1. A wound covering material comprising at least a hydrogel, wherein the hydrogel contains fine fibrous celluloses having ionic substituents.

2. The wound covering material according to claim 1, wherein the ionic substituent is one or more anionic groups selected from the group consisting of a phosphorus oxoacid group, a substituent derived from a phosphorus oxoacid group, a carboxyl group, a substituent derived from a carboxyl group, a sulfur oxoacid group, and a substituent derived from a sulfur oxoacid group.

3. The wound covering material according to claim 1, wherein the fine fibrous celluloses have an average fiber width of 1,000 nm or less.

4. The wound covering material according to claim 1, wherein the hydrogel is formed of crosslinked hydrophilic polymers.

5. The wound covering material according to claim 4, wherein the hydrophilic polymer is one or more selected from the group consisting of polyvinyl alcohol, polyvinylpyrrolidone, and carboxymethyl cellulose sodium.

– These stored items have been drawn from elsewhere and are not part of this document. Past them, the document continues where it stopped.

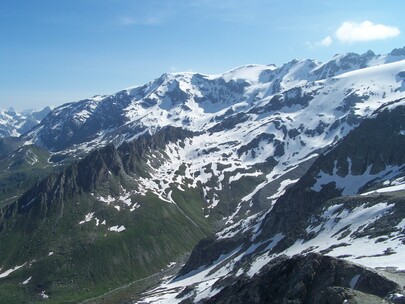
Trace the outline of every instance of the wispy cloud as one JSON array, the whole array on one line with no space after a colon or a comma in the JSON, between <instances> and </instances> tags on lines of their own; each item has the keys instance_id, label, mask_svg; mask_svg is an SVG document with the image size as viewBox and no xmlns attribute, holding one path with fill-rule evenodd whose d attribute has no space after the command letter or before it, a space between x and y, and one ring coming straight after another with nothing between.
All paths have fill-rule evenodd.
<instances>
[{"instance_id":1,"label":"wispy cloud","mask_svg":"<svg viewBox=\"0 0 405 304\"><path fill-rule=\"evenodd\" d=\"M341 42L371 41L392 38L400 34L397 27L374 24L371 21L361 23L343 22L335 32Z\"/></svg>"},{"instance_id":2,"label":"wispy cloud","mask_svg":"<svg viewBox=\"0 0 405 304\"><path fill-rule=\"evenodd\" d=\"M325 38L323 38L321 41L316 41L316 42L305 42L305 44L310 48L310 49L314 49L317 47L328 47L332 44L333 39L331 36L326 36Z\"/></svg>"},{"instance_id":3,"label":"wispy cloud","mask_svg":"<svg viewBox=\"0 0 405 304\"><path fill-rule=\"evenodd\" d=\"M134 18L130 16L120 17L118 20L119 24L122 26L131 25L159 25L163 22L161 17L146 17L146 18Z\"/></svg>"},{"instance_id":4,"label":"wispy cloud","mask_svg":"<svg viewBox=\"0 0 405 304\"><path fill-rule=\"evenodd\" d=\"M257 22L257 11L255 2L260 4L261 0L235 1L235 0L192 0L188 6L198 11L200 16L206 19L220 20L231 23L252 23Z\"/></svg>"},{"instance_id":5,"label":"wispy cloud","mask_svg":"<svg viewBox=\"0 0 405 304\"><path fill-rule=\"evenodd\" d=\"M115 0L111 0L115 1ZM155 26L166 24L179 14L181 7L174 0L138 1L124 0L127 5L120 7L115 14L116 24L120 26Z\"/></svg>"},{"instance_id":6,"label":"wispy cloud","mask_svg":"<svg viewBox=\"0 0 405 304\"><path fill-rule=\"evenodd\" d=\"M323 38L319 43L319 46L330 46L332 44L332 37L331 36L326 36Z\"/></svg>"}]
</instances>

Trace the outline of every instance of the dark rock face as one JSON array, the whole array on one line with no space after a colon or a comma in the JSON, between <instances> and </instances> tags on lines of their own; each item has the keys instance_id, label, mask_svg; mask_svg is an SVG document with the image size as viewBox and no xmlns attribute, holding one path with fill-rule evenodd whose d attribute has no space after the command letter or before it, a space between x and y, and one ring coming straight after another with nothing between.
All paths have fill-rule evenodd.
<instances>
[{"instance_id":1,"label":"dark rock face","mask_svg":"<svg viewBox=\"0 0 405 304\"><path fill-rule=\"evenodd\" d=\"M268 133L262 133L256 138L254 138L252 141L250 141L248 144L241 146L238 149L238 155L239 157L244 154L248 153L250 150L255 149L259 146L260 142L266 141L267 143L271 143L275 138L274 134L268 134Z\"/></svg>"},{"instance_id":2,"label":"dark rock face","mask_svg":"<svg viewBox=\"0 0 405 304\"><path fill-rule=\"evenodd\" d=\"M252 279L237 280L204 303L384 303L397 289L400 286L374 271L309 254L273 261Z\"/></svg>"},{"instance_id":3,"label":"dark rock face","mask_svg":"<svg viewBox=\"0 0 405 304\"><path fill-rule=\"evenodd\" d=\"M237 124L243 123L249 119L249 116L244 113L237 113L235 115L226 117L220 123L216 124L214 127L210 128L209 132L219 132L222 130L230 130L234 128Z\"/></svg>"},{"instance_id":4,"label":"dark rock face","mask_svg":"<svg viewBox=\"0 0 405 304\"><path fill-rule=\"evenodd\" d=\"M348 53L344 56L337 57L327 62L321 68L315 70L314 74L317 79L325 79L327 77L336 76L343 71L350 71L355 68L365 68L371 59L375 57L372 51L368 51L362 55L355 53Z\"/></svg>"},{"instance_id":5,"label":"dark rock face","mask_svg":"<svg viewBox=\"0 0 405 304\"><path fill-rule=\"evenodd\" d=\"M393 49L391 52L392 56L405 56L405 47Z\"/></svg>"},{"instance_id":6,"label":"dark rock face","mask_svg":"<svg viewBox=\"0 0 405 304\"><path fill-rule=\"evenodd\" d=\"M211 102L213 104L231 104L237 101L244 89L249 86L246 81L225 81L222 78L208 80L204 76L195 74L191 80L193 85L201 88L202 97L195 97L197 103Z\"/></svg>"},{"instance_id":7,"label":"dark rock face","mask_svg":"<svg viewBox=\"0 0 405 304\"><path fill-rule=\"evenodd\" d=\"M258 111L263 112L276 112L280 111L284 107L301 107L305 108L314 97L312 94L305 93L301 87L292 88L286 92L275 95L271 100L264 105L256 109L252 109L252 113Z\"/></svg>"},{"instance_id":8,"label":"dark rock face","mask_svg":"<svg viewBox=\"0 0 405 304\"><path fill-rule=\"evenodd\" d=\"M214 239L204 239L193 249L187 263L181 268L177 277L187 275L200 266L213 264L221 256L229 254L232 250L242 244L244 239L230 238L217 241Z\"/></svg>"},{"instance_id":9,"label":"dark rock face","mask_svg":"<svg viewBox=\"0 0 405 304\"><path fill-rule=\"evenodd\" d=\"M97 132L123 125L122 115L132 97L127 92L118 92L105 98L92 109L90 100L65 104L50 112L37 126L41 144L51 151L61 151L74 144L91 141ZM92 113L82 122L80 113Z\"/></svg>"}]
</instances>

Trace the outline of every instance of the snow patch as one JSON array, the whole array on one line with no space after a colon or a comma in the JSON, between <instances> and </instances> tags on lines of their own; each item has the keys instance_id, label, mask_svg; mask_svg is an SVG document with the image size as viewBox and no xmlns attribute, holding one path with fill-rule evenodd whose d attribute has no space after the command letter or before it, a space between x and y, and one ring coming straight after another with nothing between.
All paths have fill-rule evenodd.
<instances>
[{"instance_id":1,"label":"snow patch","mask_svg":"<svg viewBox=\"0 0 405 304\"><path fill-rule=\"evenodd\" d=\"M24 282L22 282L21 285L27 285L29 283L29 281L31 281L31 279L32 279L32 277L29 277Z\"/></svg>"},{"instance_id":2,"label":"snow patch","mask_svg":"<svg viewBox=\"0 0 405 304\"><path fill-rule=\"evenodd\" d=\"M390 176L395 176L402 167L397 166L387 166L385 170L377 173L371 174L372 166L369 165L364 173L359 175L352 174L352 166L351 166L351 159L348 158L348 166L349 166L349 173L346 176L339 176L337 174L337 161L335 161L334 168L332 174L327 174L323 171L317 176L316 183L311 187L311 190L314 191L321 191L323 186L334 183L337 189L342 190L342 195L353 195L359 192L359 189L366 185L368 182L372 180L377 180L379 178L384 177L385 179L390 178Z\"/></svg>"},{"instance_id":3,"label":"snow patch","mask_svg":"<svg viewBox=\"0 0 405 304\"><path fill-rule=\"evenodd\" d=\"M115 231L115 232L122 232L125 230L125 227L123 225L120 226L112 226L108 228L109 231Z\"/></svg>"},{"instance_id":4,"label":"snow patch","mask_svg":"<svg viewBox=\"0 0 405 304\"><path fill-rule=\"evenodd\" d=\"M87 213L84 217L84 220L79 222L79 225L90 222L93 219L93 217L94 217L94 212Z\"/></svg>"},{"instance_id":5,"label":"snow patch","mask_svg":"<svg viewBox=\"0 0 405 304\"><path fill-rule=\"evenodd\" d=\"M9 274L11 274L11 273L13 273L14 271L20 269L21 267L24 267L25 264L27 264L27 263L24 263L24 264L19 265L19 266L15 266L14 268L8 269L8 270L6 270L6 271L0 273L0 279L7 277Z\"/></svg>"},{"instance_id":6,"label":"snow patch","mask_svg":"<svg viewBox=\"0 0 405 304\"><path fill-rule=\"evenodd\" d=\"M39 294L39 297L44 300L49 299L49 296L45 293L45 290L41 291L41 293Z\"/></svg>"},{"instance_id":7,"label":"snow patch","mask_svg":"<svg viewBox=\"0 0 405 304\"><path fill-rule=\"evenodd\" d=\"M396 185L391 187L384 187L379 188L370 192L362 193L361 195L370 195L370 194L377 194L377 193L388 193L388 192L395 192L395 191L403 191L405 190L405 184Z\"/></svg>"}]
</instances>

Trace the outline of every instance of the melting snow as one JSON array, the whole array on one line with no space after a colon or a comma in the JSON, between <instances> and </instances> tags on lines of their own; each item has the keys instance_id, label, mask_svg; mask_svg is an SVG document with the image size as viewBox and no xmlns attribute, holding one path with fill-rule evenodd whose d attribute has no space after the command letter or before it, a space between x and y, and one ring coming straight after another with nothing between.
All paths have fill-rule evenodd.
<instances>
[{"instance_id":1,"label":"melting snow","mask_svg":"<svg viewBox=\"0 0 405 304\"><path fill-rule=\"evenodd\" d=\"M110 228L108 228L108 230L109 231L115 231L115 232L121 232L121 231L124 231L125 230L125 227L124 226L112 226L112 227L110 227Z\"/></svg>"},{"instance_id":2,"label":"melting snow","mask_svg":"<svg viewBox=\"0 0 405 304\"><path fill-rule=\"evenodd\" d=\"M14 268L11 268L11 269L9 269L9 270L6 270L6 271L0 273L0 279L7 277L10 273L12 273L12 272L14 272L14 271L20 269L21 267L24 267L25 264L27 264L27 263L24 263L24 264L22 264L22 265L20 265L20 266L15 266Z\"/></svg>"},{"instance_id":3,"label":"melting snow","mask_svg":"<svg viewBox=\"0 0 405 304\"><path fill-rule=\"evenodd\" d=\"M87 213L84 217L84 220L79 222L79 225L90 222L93 219L93 217L94 217L94 212Z\"/></svg>"},{"instance_id":4,"label":"melting snow","mask_svg":"<svg viewBox=\"0 0 405 304\"><path fill-rule=\"evenodd\" d=\"M32 277L29 277L24 282L22 282L21 285L27 285L29 283L29 281L31 281L31 279L32 279Z\"/></svg>"},{"instance_id":5,"label":"melting snow","mask_svg":"<svg viewBox=\"0 0 405 304\"><path fill-rule=\"evenodd\" d=\"M49 299L49 296L45 293L45 290L42 290L39 296L44 300Z\"/></svg>"},{"instance_id":6,"label":"melting snow","mask_svg":"<svg viewBox=\"0 0 405 304\"><path fill-rule=\"evenodd\" d=\"M405 190L405 184L396 185L391 187L384 187L377 190L373 190L370 192L362 193L361 195L369 195L369 194L376 194L376 193L387 193L387 192L394 192L394 191L401 191Z\"/></svg>"},{"instance_id":7,"label":"melting snow","mask_svg":"<svg viewBox=\"0 0 405 304\"><path fill-rule=\"evenodd\" d=\"M314 191L321 191L322 186L327 185L329 183L335 183L336 188L342 190L342 195L353 195L358 193L359 189L366 185L368 182L372 180L376 180L379 178L390 178L390 176L395 176L399 172L402 167L396 166L389 166L385 168L385 170L377 173L371 174L372 166L368 166L367 170L363 174L353 175L352 174L352 166L351 166L351 159L348 158L349 163L349 173L346 176L339 176L337 174L338 168L336 166L337 161L335 161L335 165L333 168L333 173L327 174L325 172L321 172L317 176L317 180L315 185L312 186L312 190Z\"/></svg>"},{"instance_id":8,"label":"melting snow","mask_svg":"<svg viewBox=\"0 0 405 304\"><path fill-rule=\"evenodd\" d=\"M260 175L262 175L263 173L262 172L259 172L259 171L256 171L256 172L253 172L253 173L236 173L236 175L234 175L234 176L231 176L230 178L229 178L229 183L231 184L231 183L233 183L234 181L237 181L237 180L239 180L239 179L241 179L242 177L244 177L244 176L260 176Z\"/></svg>"},{"instance_id":9,"label":"melting snow","mask_svg":"<svg viewBox=\"0 0 405 304\"><path fill-rule=\"evenodd\" d=\"M129 209L129 211L135 211L136 209L138 209L140 207L140 205L138 203L134 203L131 207L131 209Z\"/></svg>"},{"instance_id":10,"label":"melting snow","mask_svg":"<svg viewBox=\"0 0 405 304\"><path fill-rule=\"evenodd\" d=\"M315 238L305 242L298 240L293 246L288 248L284 253L294 255L302 252L307 248L316 248L316 251L332 249L328 255L346 256L346 259L355 263L359 263L368 267L386 267L393 266L403 268L405 260L405 250L402 249L403 244L395 233L389 236L389 239L381 242L376 242L376 239L366 237L353 237L353 232L362 232L370 224L374 223L378 218L382 217L394 205L379 203L372 206L360 206L353 210L343 209L340 205L334 205L324 211L323 222L319 226L310 227L308 231L319 233ZM404 221L405 224L405 221ZM399 225L398 225L399 226ZM343 233L349 230L350 233ZM396 234L399 235L400 231ZM331 248L336 244L343 244ZM396 250L393 254L386 254L391 248Z\"/></svg>"}]
</instances>

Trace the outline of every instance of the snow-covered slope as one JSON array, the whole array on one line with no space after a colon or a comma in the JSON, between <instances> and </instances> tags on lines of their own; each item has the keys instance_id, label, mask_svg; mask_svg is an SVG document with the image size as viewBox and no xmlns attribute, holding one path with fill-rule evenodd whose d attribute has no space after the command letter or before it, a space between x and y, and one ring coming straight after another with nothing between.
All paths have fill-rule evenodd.
<instances>
[{"instance_id":1,"label":"snow-covered slope","mask_svg":"<svg viewBox=\"0 0 405 304\"><path fill-rule=\"evenodd\" d=\"M241 280L256 280L280 257L309 252L403 271L404 114L405 99L377 110L322 154L272 209L201 242L177 277L145 293L139 303L199 303L231 286L237 292ZM359 279L365 282L363 275L352 277L351 289L358 289ZM404 291L397 296L405 297Z\"/></svg>"},{"instance_id":2,"label":"snow-covered slope","mask_svg":"<svg viewBox=\"0 0 405 304\"><path fill-rule=\"evenodd\" d=\"M172 185L202 185L209 209L226 202L221 214L229 224L242 211L270 206L319 151L405 96L405 61L384 64L386 58L368 52L325 64L293 60L222 75L164 74L144 86L56 108L25 139L80 155L169 125L198 132L186 145L167 146L164 164L149 163L158 184L139 184L169 201ZM238 196L233 190L241 184L249 186Z\"/></svg>"},{"instance_id":3,"label":"snow-covered slope","mask_svg":"<svg viewBox=\"0 0 405 304\"><path fill-rule=\"evenodd\" d=\"M52 151L88 150L108 142L118 144L165 125L208 130L236 113L260 107L277 94L291 89L295 90L289 93L290 98L297 90L314 94L315 88L331 84L327 79L398 62L403 59L400 55L403 52L403 49L393 51L397 56L376 56L371 51L363 55L349 53L336 55L323 64L293 60L279 68L249 65L222 75L164 74L143 86L56 108L27 139ZM318 83L319 80L325 82ZM310 89L311 86L315 88ZM352 89L356 89L355 82Z\"/></svg>"},{"instance_id":4,"label":"snow-covered slope","mask_svg":"<svg viewBox=\"0 0 405 304\"><path fill-rule=\"evenodd\" d=\"M317 157L320 149L343 138L385 102L404 96L402 83L397 81L403 69L405 61L311 82L263 98L244 111L233 110L232 105L229 108L234 114L216 123L217 115L196 128L204 130L208 124L208 132L190 139L184 147L168 146L165 152L170 161L155 168L159 187L145 186L165 196L173 182L180 188L201 182L207 203L215 207L224 188L254 176L262 181L238 202L235 211L243 204L251 205L254 195L272 184L273 189L267 192L270 205L296 180L286 174ZM185 165L185 173L174 180L181 165ZM162 184L166 186L162 188ZM227 221L230 223L232 216Z\"/></svg>"}]
</instances>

6. The wound covering material according to claim 1, wherein the hydrogel contains 0.2 mass % or more and 1.8 mass % or less of fine fibrous celluloses having ionic substituents.

7. The wound covering material according to claim 1, wherein, in the fine fibrous celluloses having ionic substituents, the amount of ionic substituents introduced per unit mass of fine fibrous celluloses is 0.10 mmol/g or more and 5.20 mmol/g or less.

8. A method of producing a wound covering material including at least a hydrogel, comprising

a process of obtaining a hydrogel using a hydrogel composition containing hydrophilic polymers and fine fibrous celluloses having ionic substituents.

9. The method of producing a wound covering material according to claim 8, wherein the hydrogel composition is obtained by mixing a hydrophilic polymer aqueous solution and a water dispersion solution containing fine fibrous celluloses having ionic substituents.

10. The method of producing a wound covering material according to claim 8, wherein radiation is emitted to the hydrogel composition, and hydrophilic polymers are crosslinked to form a hydrogel.

11. The method of producing a wound covering material according to claim 9, wherein the hydrophilic polymer aqueous solution contains 10 mass % or more and 90 mass % or less of hydrophilic polymers.

12. The method of producing a wound covering material according to claim 9, wherein the water dispersion solution containing fine fibrous celluloses having ionic substituents contains 0.1 mass % or more and 15 mass % or less of fine fibrous celluloses having ionic substituents.